US Defense Secretary James Mattis and South Korea's Defense Minister Han Min-koo, agreed during a meeting in Seoul "to deploy and operate Terminal High Altitude Area Defense (THAAD) system within this year as planned, which is a defense system solely against North Korea's missile threat," the South Korean ministry said on Friday.
Mattis arrived in Soul for a two-day visit on Thursday, when underscored "America's priority commitment to our bilateral alliance" and show Washington's "full commitment" to defending South Korea against perceived threats from North Korea.
US warns North Korea
On a first overseas tour by a senior member of US President Donald Trump's administration, Mattis also threatened North Korea with an "effective and overwhelming" response to any use of its nuclear weapons.
"Any attack on the United States or our allies will be defeated and any use of nuclear weapons would be met with a response that would be effective and overwhelming," he said in Seoul.
The American defense secretary also met the acting-President of South Korea Hwang Kyo-ahn.
"Right now we have to address the reality of the threat that your country and my country faces and we intend to be shoulder-to-shoulder with you as we face this together," he told Hwang.
During a telephone conversation between Trump and Hwang back on Sunday, Trump had "reiterated our ironclad commitment to defend (South Korea)."
The controversial plan to deploy THAAD on South Korea's soil has infuriated not only the neighboring North, but China, which has repeatedly condemned the move as destabilizing regional security.
Beijing sees the move as an effort by Washington to extend its military alliance network from Japan all the way down to the South China Sea. It has slapped a series of measures seen by Seoul as economic retaliation.
Mattis, however, claimed that no other country than North Korea "needs to be concerned" about THAAD, which has purportedly been designed to intercept and destroy incoming short-range, medium-range, and some intermediate-range ballistic missiles in flight.
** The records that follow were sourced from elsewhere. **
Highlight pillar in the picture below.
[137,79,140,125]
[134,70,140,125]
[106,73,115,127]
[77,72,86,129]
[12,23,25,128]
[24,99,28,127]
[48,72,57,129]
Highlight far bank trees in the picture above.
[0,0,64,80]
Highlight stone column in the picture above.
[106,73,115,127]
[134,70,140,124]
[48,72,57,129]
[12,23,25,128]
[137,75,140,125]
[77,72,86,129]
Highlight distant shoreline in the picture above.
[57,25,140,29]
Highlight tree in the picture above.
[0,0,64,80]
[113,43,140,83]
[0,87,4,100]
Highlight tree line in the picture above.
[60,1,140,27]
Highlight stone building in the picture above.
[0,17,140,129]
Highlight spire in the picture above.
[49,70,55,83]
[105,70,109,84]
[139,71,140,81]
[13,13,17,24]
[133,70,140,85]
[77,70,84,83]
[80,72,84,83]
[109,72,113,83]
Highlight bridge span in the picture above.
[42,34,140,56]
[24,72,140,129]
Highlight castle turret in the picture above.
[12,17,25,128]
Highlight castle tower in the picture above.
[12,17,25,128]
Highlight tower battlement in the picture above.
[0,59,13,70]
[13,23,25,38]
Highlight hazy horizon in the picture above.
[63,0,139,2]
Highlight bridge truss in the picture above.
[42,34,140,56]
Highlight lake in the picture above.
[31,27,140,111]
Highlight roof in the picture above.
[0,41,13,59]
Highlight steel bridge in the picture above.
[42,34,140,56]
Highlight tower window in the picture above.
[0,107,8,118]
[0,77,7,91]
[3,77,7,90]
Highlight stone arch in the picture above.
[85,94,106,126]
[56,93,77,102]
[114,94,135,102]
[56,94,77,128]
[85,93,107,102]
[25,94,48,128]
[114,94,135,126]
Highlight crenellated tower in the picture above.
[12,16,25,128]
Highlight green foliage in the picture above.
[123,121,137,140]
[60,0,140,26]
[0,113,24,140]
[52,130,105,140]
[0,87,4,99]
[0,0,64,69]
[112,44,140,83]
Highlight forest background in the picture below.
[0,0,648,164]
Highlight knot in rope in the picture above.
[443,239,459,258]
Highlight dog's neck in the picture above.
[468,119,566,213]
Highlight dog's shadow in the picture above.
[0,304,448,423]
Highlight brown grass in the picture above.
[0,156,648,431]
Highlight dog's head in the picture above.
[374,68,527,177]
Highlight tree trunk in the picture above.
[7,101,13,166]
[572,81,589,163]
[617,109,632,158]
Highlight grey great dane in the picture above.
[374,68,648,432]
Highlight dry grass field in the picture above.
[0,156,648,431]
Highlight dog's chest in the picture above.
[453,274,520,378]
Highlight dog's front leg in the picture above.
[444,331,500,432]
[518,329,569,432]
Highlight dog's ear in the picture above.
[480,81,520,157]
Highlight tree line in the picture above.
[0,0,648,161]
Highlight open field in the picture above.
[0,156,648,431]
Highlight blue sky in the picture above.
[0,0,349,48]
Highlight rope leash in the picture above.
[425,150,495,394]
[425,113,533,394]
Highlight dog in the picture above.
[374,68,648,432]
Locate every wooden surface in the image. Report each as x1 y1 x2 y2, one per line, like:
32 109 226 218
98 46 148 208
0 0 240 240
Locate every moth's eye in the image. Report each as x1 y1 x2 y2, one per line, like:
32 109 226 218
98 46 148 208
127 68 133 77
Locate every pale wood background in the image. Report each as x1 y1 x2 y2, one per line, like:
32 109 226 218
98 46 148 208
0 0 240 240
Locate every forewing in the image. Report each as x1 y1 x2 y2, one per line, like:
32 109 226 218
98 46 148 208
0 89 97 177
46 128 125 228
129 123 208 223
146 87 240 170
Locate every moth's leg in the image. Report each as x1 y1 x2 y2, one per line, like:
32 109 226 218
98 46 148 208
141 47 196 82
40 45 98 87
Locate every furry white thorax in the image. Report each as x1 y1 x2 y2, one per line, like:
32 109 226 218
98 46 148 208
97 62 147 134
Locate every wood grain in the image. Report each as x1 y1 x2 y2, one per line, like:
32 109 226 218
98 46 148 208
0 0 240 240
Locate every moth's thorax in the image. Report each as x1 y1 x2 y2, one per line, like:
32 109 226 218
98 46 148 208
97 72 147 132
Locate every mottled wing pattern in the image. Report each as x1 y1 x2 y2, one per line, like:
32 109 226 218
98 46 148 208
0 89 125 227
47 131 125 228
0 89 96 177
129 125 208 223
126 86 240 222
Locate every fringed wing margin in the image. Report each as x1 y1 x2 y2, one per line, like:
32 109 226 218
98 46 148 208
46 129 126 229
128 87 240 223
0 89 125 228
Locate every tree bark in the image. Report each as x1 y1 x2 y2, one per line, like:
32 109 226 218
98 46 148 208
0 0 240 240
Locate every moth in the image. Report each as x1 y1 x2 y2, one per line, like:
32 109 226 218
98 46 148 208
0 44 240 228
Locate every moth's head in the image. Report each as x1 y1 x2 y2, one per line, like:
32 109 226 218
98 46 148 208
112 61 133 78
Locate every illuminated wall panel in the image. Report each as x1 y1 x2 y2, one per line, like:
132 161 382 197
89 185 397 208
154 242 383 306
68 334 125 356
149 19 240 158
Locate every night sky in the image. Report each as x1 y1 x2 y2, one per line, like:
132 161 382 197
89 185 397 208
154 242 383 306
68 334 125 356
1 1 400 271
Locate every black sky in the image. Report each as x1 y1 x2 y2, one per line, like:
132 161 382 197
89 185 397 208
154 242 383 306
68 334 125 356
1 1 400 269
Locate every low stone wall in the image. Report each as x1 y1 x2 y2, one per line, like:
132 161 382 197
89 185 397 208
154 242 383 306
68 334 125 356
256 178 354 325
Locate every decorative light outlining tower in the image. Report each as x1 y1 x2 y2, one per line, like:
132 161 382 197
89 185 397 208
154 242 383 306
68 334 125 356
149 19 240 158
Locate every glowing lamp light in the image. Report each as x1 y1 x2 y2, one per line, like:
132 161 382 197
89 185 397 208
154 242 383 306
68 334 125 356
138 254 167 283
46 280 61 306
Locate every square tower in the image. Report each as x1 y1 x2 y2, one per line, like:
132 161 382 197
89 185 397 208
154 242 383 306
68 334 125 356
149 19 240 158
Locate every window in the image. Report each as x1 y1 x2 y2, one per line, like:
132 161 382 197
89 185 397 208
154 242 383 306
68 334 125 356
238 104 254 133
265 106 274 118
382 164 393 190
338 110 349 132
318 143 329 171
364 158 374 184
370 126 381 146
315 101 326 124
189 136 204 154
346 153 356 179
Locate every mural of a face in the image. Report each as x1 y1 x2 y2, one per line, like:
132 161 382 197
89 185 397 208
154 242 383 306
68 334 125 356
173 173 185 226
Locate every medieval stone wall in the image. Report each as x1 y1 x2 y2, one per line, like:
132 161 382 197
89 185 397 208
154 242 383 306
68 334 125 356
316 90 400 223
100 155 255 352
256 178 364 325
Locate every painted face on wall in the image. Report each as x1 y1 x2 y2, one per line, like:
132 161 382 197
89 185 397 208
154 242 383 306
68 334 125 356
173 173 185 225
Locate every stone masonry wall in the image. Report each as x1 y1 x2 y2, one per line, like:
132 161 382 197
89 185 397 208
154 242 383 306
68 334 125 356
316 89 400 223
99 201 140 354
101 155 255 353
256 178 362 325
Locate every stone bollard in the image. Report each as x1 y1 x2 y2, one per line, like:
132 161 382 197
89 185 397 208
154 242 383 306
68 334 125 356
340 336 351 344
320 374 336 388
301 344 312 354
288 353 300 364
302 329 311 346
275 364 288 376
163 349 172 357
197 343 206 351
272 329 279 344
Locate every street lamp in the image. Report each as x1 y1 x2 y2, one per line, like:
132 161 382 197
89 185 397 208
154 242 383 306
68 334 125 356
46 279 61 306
China resolutely opposes THAAD
Chinese Foreign Ministry spokesman Lu Kang reacted to the announcement of the planned deployment on Friday, saying Beijing resolutely opposed the deployment of the American missile system.
North Korea, which is under international sanctions for its nuclear and ballistic missiles activities, has repeatedly announced that it will stop those activities when Washington ends its hostile posture toward Pyongyang.
The North Korean leader Kim Jong-un said earlier in January that his country was in the "final stages" of developing an intercontinental ballistic missile (ICBM), which is said to be capable of reaching the US mainland.